His office has set an annual export goal of 600,000tns, targeting three billion dollars in foreign exchange for the 2025/26 fiscal year. In the most recent quarter, the official plan projected exports of 152,000tns worth 622.5 million dollars. Actual exports were 114,000tns, but generated 762.5 million dollars, a 47pc rise from the same period last year.

According to Adugna, independent evaluators, including Italian inspectors, had reviewed preparations and found the sector nearly ready for the new rules. A study carried out two years ago established that 99pc of Ethiopia’s coffee is cultivated in areas untouched by deforestation, providing an advantage for compliance. Adugna warned that any complacency or lack of attention among stakeholders could undermine this progress.

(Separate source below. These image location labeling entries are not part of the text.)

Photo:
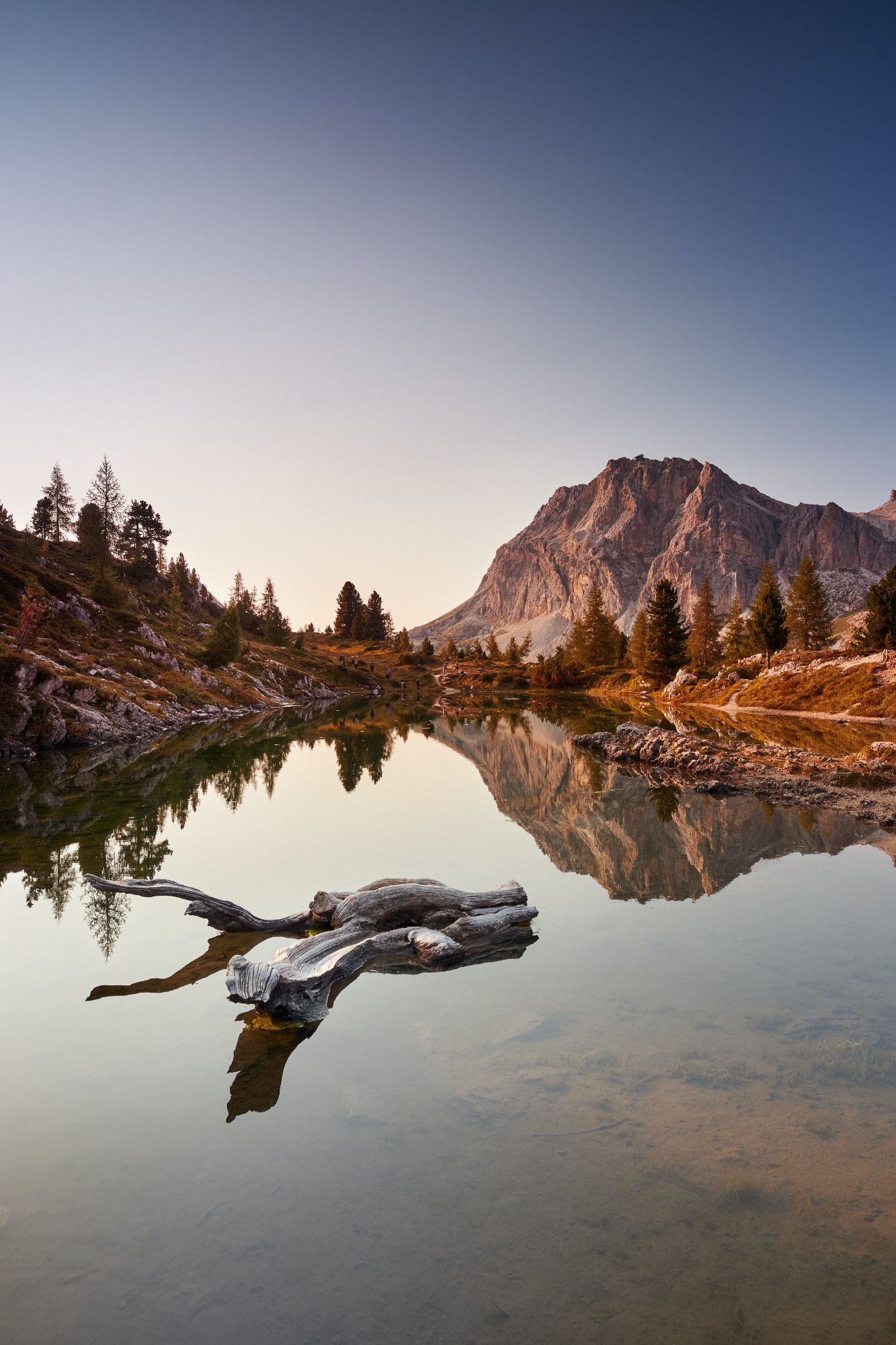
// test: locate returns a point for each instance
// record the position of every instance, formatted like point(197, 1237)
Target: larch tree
point(666, 633)
point(736, 637)
point(247, 606)
point(809, 617)
point(42, 518)
point(108, 497)
point(767, 623)
point(61, 504)
point(224, 641)
point(274, 623)
point(702, 642)
point(594, 641)
point(637, 648)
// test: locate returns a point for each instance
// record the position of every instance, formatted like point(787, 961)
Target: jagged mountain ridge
point(643, 520)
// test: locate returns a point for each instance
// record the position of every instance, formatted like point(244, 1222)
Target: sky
point(349, 290)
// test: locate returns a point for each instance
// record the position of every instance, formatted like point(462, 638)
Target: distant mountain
point(641, 521)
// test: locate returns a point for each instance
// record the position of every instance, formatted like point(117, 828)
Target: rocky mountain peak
point(643, 520)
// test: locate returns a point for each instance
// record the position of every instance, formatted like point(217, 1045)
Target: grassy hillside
point(127, 666)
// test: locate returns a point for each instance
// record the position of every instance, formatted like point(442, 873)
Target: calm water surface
point(670, 1120)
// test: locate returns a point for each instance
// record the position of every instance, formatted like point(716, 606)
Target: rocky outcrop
point(778, 775)
point(641, 521)
point(40, 709)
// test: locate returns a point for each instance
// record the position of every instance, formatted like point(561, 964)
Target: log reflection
point(266, 1046)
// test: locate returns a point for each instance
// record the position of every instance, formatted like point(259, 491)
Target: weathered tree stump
point(393, 925)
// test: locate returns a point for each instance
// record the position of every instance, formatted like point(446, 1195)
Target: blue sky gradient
point(349, 290)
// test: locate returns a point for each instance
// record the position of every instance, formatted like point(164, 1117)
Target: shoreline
point(786, 777)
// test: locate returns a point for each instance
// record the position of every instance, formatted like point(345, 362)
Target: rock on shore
point(782, 775)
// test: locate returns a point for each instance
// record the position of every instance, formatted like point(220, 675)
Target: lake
point(670, 1118)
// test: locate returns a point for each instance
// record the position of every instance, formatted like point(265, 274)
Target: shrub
point(104, 591)
point(224, 641)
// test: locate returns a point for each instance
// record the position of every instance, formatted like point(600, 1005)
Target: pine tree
point(666, 644)
point(376, 618)
point(879, 631)
point(61, 504)
point(702, 642)
point(767, 623)
point(143, 533)
point(736, 638)
point(809, 619)
point(224, 641)
point(107, 494)
point(594, 641)
point(637, 649)
point(348, 606)
point(42, 518)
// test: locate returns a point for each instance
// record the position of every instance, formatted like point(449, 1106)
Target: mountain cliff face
point(641, 521)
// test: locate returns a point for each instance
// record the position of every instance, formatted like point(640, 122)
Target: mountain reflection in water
point(667, 1122)
point(638, 841)
point(107, 812)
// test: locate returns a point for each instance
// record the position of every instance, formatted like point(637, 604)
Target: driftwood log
point(393, 925)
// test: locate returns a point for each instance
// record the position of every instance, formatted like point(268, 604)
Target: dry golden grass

Despite the positive momentum, Adugna sees remaining challenges in the grace period to refine outstanding measures. He urged exporters to use the extension to provide more training, particularly for farmers and cooperative leaders.

However, not everyone in the industry faces the same challenges.

Gizat Worku, general manager of the Ethiopian Coffee Exporters Association, find the prior one-month window too narrow for proper preparation. While he welcomed the extension, he cautioned that exporters should remain vigilant.

“The country’s coffee comes from shaded, non-deforested areas, which simplifies compliance,” Gizat told Fortune. "High data collection costs and resistance from farmers, who often view new requirements as intrusive, continue to pose hurdles."

The coffee supply chain is fragmented, with millions of smallholders contributing to exports. According to Gizat, a single container can hold beans from more than 100 farmers, complicating efforts to trace each shipment’s origins.

Some, like Ibrahim Hussen, a farmer in Jimma Zone’s Limu Kossa Woreda, in Oromia Regional State, have already adapted to the new standards. Hussen’s 205hct farm is certified for export and enjoys premium prices in global markets. He produces nine containers of coffee on his own farm, and with output from neighbouring producers, exports as many as 50 containers each year.

But for others, especially cooperative unions, compliance remains an uphill battle. The Yirgachefe Coffee Farmers Cooperative Union has gathered traceability data for only half of its 44,000 members. According to its Deputy General Manager, Andualem Bekele, most farmers do not understand the purpose or benefits of the new data requirements, and many have yet to submit information to the authorities. Lower production and higher data collection costs have forced the Union to cut its export target from 100 to 75 containers this year.

“This regulation extension gives us time to complete preparations,” Andualem said. “We need government support to ensure all farmers comply effectively.”

Samson Tizazu, a consultant and deputy general manager at Proma Partners Plc, recommended farmer-centric technologies such as GPS mapping and SMS-based data collection to ease compliance. Centralising data management at the cooperative or exporter level, integrating traceability into existing certification programs, and creating cost-sharing and price premium incentives for smallholders could make the transition smoother. He warned that without these measures, many farmers risk being shut out of lucrative European markets.

Samson also called for a strong national compliance framework, including incentives and penalties, a due diligence portal, random field audits with substantial penalties for non-compliance, and a public rating system to reward high performers.

“This is a collective responsibility,” Samson said. “Success will depend on coordination, clear roles, and a shared commitment to sustainable practices.